Davacı idare vekili dava dilekçesinde özetle; Samsun ili, Salıpazarı ilçesi, ... Mahallesi 273 ada 280, parsel 274 ada 1 parsel ve 275 ada 2 parsel sayılı taşınmazların kamulaştırma bedelinin tespiti ve taşınmazların kamulaştırılan kısmının davalı adına olan tapu kaydının iptali ile müvekkili idare adına tescili talep etmiştir.

II. CEVAP

Davalı vekili cevap dilekçesinde özetle; dava konusu taşınmaz arsa vasfında olup buna göre taşınmazın değerinin tespit edilmesini talep etmiştir.

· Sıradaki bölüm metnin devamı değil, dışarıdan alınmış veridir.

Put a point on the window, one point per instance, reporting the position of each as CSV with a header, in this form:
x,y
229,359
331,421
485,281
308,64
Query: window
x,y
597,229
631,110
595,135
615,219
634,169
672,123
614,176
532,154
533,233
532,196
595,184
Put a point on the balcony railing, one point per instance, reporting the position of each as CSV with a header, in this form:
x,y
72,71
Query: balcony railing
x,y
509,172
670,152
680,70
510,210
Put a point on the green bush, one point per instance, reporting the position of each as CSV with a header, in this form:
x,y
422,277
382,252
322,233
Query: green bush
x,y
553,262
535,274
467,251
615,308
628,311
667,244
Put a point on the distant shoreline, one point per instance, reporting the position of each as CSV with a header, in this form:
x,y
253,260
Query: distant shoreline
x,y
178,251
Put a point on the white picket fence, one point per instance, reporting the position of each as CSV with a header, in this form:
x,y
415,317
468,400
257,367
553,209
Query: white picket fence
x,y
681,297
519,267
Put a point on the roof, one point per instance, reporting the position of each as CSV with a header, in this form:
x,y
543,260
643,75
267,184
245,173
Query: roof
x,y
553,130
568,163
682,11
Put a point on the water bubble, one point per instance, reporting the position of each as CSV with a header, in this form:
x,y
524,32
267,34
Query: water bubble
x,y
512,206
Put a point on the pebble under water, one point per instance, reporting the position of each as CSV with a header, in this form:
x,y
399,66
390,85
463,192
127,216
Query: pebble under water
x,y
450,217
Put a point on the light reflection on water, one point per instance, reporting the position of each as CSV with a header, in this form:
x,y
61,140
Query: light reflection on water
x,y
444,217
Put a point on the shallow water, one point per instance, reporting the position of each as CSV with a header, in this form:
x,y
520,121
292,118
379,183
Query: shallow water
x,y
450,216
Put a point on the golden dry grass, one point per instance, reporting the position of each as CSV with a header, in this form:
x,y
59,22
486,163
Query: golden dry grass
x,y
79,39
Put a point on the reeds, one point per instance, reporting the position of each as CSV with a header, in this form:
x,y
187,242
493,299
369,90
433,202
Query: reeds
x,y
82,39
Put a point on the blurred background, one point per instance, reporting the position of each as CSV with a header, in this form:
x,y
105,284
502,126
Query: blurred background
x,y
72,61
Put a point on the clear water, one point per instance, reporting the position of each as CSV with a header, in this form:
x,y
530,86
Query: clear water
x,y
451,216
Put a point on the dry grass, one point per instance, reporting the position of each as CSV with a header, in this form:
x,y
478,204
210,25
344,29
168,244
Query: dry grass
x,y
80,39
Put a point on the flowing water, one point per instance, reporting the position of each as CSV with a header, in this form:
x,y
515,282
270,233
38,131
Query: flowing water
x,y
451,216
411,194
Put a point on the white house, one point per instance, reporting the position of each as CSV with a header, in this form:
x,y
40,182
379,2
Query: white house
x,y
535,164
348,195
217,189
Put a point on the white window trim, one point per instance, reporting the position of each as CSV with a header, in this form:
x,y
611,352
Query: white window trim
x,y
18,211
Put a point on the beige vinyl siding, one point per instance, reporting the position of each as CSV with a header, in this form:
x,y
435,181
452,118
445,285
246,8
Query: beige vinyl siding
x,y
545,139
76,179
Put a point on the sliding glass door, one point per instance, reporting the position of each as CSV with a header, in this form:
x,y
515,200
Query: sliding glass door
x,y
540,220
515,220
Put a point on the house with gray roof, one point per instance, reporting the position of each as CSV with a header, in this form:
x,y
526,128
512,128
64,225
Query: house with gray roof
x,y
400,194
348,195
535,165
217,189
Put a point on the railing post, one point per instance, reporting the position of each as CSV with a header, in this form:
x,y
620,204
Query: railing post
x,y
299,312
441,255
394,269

III. İLK DERECE MAHKEMESİ KARARI

İlk Derece Mahkemesinin 15.09.2021 tarihli ve 2021/34 Esas, 2021/309 Karar sayılı kararıyla; davanın kabulüne karar verilmiştir.

IV. İSTİNAF

A. İstinaf Yoluna Başvuranlar

İlk Derece Mahkemesinin yukarıda belirtilen kararına karşı süresi içinde taraf vekilleri istinaf başvurusunda bulunmuştur.

B. Gerekçe ve Sonuç

Bölge Adliye Mahkemesinin 12.01.2022 tarihli ve 2021/3229 Esas, 2022/131 Karar sayılı kararıyla; istinaf başvurularının esastan reddine karar verilmiştir.

V. BOZMA VE BOZMADAN SONRAKİ YARGILAMA SÜRECİ

A. Bozma Kararı

1. Bölge Adliye Mahkemesinin yukarıda belirtilen kararına karşı süresi içinde taraf vekilleri temyiz isteminde bulunmuştur.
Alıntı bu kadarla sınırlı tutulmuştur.